Fundamental Analysis

Currency Futures Muted Ahead of Central Bank Meetings

  • Market movements remained muted ahead of several central bank meetings.
  • Market observers predict the Fed will raise rates by 25 basis points.
  • Core consumer prices in the capital of Japan increased by 4.3% in January.

On Monday, currency futures pulled back as the dollar recovered from an eight-month low ahead of a flurry of central bank meetings this week. Still, dollar gains were restrained by the dovish repricing of the US Federal Reserve’s rate-hike prospects relative to more hawkish competitors.

The movement remained muted ahead of policy meetings later this week from the Federal Reserve (Fed), the European Central Bank (ECB), and the Bank of England (BoE).

After falling to an eight-month low of 101.50 last week, the US dollar index, which compares the dollar to a basket of other currencies, increased 0.03% to 101.92.

Expectations that the Fed was reaching the end of its rate-hike cycle and that interest rates would not need to rise as high as previously anticipated put it on course for a fourth consecutive monthly loss of more than 1.5%.

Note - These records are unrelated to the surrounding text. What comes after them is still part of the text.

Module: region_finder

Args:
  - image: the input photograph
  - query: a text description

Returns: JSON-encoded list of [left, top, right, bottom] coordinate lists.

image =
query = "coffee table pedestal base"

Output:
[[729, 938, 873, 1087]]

Euro futures increased 0.06% to $1.0874, while Sterling futures increased 0.04% to $1.2405

Market observers predict the Fed will raise rates by 25 basis points, down from the 50 and 75 basis points observed last year, while the BoE and ECB are projected to do so by 50 basis points each.

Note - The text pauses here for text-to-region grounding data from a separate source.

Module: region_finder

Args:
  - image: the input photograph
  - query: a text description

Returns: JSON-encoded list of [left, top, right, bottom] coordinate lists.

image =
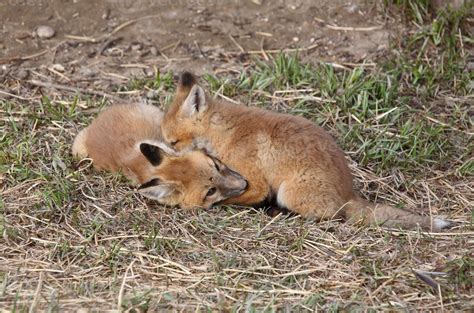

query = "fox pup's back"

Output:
[[72, 103, 165, 182], [161, 72, 450, 231]]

The euro has found support from ECB policymakers’ sustained hawkish tone and fading concerns about a severe recession in the eurozone. The single currency is expected to rise by almost 1.5% monthly.

On Monday, a group of academics and business leaders asked the Bank of Japan to adopt a long-term approach to achieving its 2% inflation objective rather than a short-term one, given the mounting costs of continued monetary easing.

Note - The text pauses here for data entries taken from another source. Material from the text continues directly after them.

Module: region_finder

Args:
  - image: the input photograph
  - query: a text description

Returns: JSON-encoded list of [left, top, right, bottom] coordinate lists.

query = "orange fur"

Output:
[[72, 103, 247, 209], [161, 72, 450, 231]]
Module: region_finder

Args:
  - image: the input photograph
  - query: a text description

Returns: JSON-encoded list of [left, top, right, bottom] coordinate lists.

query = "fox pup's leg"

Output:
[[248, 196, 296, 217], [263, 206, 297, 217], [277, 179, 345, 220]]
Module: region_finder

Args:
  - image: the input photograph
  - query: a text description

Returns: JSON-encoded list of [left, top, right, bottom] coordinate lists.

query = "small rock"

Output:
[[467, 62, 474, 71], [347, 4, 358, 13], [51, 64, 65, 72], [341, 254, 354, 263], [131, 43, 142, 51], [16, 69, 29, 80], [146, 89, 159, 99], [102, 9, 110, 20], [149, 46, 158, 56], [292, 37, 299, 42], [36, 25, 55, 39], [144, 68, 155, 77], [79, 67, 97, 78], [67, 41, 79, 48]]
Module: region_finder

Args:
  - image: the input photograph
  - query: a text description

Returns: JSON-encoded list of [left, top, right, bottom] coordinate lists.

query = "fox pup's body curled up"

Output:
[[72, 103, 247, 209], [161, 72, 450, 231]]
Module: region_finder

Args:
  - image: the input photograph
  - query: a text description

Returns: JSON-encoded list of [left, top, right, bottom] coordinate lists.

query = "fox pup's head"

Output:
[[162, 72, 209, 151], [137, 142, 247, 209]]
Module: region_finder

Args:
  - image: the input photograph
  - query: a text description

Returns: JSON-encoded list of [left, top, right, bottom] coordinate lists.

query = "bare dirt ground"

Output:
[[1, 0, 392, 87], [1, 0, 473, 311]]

Tokyo's core CPI (Source: Refinitiv Datastream)
Tokyo’s core CPI (Source: Refinitiv Datastream)

Core consumer prices in the capital of Japan, which serve as a leading indicator of national trends, increased 4.3% in January compared to the same month last year. This is the largest yearly increase in over 42 years and puts additional pressure on the central bank to gradually reduce economic stimulus.

Australian dollar futures dropped 0.3% to $0.7088 but was still on track for a monthly gain of nearly 4%. The shock that Australia’s inflation went up to a 33-year high last quarter led traders to ramp up their bets that the RBA will have to tighten interest rates even further.